21歳で今シーズン急成長を遂げているルアーナ・シルバは、ベルズ戦に続いてキャリア2度目のファイナル進出。これはブラジル人選手としては2007年のシルヴァナ・リマ以来の快挙であり、しかもファイナルまでの道のりでは、ケイトリン・シマーズ(USA)、タイラー・ライト(AUS)、キャロライン・マークス(USA)という歴代ワールドチャンピオンを次々と破る快進撃を見せた。
「本当に素晴らしい1年よ。ブラジルでのこの1週間は特別な時間だった。家族みんなが応援に来てくれて、南ブラジルからは叔母まで駆けつけてくれたの。久しぶりに会えて本当に嬉しかった。ビーチにいた全ての皆さんにも心から感謝したい。

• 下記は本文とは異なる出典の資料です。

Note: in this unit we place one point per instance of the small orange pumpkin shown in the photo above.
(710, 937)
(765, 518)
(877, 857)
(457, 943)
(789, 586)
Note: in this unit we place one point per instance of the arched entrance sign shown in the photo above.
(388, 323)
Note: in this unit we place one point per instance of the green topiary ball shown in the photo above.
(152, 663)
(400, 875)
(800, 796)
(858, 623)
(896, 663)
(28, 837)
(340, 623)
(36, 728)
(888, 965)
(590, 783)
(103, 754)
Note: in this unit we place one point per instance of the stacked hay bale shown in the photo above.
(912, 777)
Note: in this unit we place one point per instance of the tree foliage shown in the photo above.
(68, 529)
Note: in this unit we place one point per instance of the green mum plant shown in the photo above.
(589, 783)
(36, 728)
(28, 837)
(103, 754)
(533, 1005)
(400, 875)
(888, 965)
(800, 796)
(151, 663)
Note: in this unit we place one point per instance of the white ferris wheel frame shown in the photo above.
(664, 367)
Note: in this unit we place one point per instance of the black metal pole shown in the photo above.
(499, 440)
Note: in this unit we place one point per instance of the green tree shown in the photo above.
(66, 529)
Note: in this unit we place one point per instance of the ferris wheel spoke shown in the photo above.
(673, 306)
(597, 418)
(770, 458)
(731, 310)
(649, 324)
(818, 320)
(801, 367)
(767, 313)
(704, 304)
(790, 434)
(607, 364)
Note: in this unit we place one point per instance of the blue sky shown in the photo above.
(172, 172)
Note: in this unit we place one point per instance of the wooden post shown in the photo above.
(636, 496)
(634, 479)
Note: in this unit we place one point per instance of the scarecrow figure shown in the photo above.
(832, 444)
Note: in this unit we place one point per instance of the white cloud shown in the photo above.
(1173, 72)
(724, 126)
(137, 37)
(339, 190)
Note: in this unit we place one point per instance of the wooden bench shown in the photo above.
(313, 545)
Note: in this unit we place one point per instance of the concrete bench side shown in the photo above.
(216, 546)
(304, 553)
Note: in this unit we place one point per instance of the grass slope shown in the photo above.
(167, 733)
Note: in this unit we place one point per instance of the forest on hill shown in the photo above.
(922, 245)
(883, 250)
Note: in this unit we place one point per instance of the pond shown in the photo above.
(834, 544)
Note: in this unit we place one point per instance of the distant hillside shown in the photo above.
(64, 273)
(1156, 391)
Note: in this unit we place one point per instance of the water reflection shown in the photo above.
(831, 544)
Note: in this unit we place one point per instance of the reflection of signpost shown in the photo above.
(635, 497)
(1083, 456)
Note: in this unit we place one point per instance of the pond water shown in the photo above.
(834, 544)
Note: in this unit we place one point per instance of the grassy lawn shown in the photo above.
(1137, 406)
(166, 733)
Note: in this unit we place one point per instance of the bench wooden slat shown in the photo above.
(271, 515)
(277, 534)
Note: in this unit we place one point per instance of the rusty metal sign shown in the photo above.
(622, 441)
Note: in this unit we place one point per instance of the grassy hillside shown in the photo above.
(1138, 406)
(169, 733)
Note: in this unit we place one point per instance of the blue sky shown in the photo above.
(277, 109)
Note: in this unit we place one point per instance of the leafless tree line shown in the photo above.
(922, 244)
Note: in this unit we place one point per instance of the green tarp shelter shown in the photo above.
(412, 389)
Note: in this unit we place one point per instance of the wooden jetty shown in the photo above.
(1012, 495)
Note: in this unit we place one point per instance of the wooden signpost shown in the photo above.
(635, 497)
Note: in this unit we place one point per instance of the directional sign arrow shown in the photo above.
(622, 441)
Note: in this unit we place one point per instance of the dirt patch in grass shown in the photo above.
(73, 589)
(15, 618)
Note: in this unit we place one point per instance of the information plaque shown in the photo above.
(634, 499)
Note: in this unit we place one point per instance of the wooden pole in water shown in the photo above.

信じられないくらいのサポートで、それが私を最後まで突き動かしてくれたの」


PHOTO: © WSL/Camila Othon
レギュラーシーズンの残り2戦は南アフリカとタヒチ。
7月11日〜20日に第10戦『Corona Cero Open J-Bay』が世界屈指のライトのポイントブレイク「J-Bay」で開催される。
『VIVO Rio Pro』結果
1位 コール・ハウシュマンド(USA)
2位 グリフィン・コラピント(USA)
3位 ミゲル・プーポ(BRA)、イーサン・ユーイング(AUS)
5位 ヤゴ・ドラ(BRA)、ジェイク・マーシャル(USA)、ジョーディ・スミス(RSA)、イタロ・フェレイラ(BRA)
ウィメンズ
1位 モリー・ピックラム(AUS)
2位 ルアーナ・シルヴァ(BRA)
3位 キャロライン・マークス(USA)、エリン・ブルックス(CAN)
5位 タティアナ・ウェストン・ウェブ(BRA)、タイラー・ライト(AUS)、アレナ・ロドリゲス(PER)、レイキー・ピーターソン(USA)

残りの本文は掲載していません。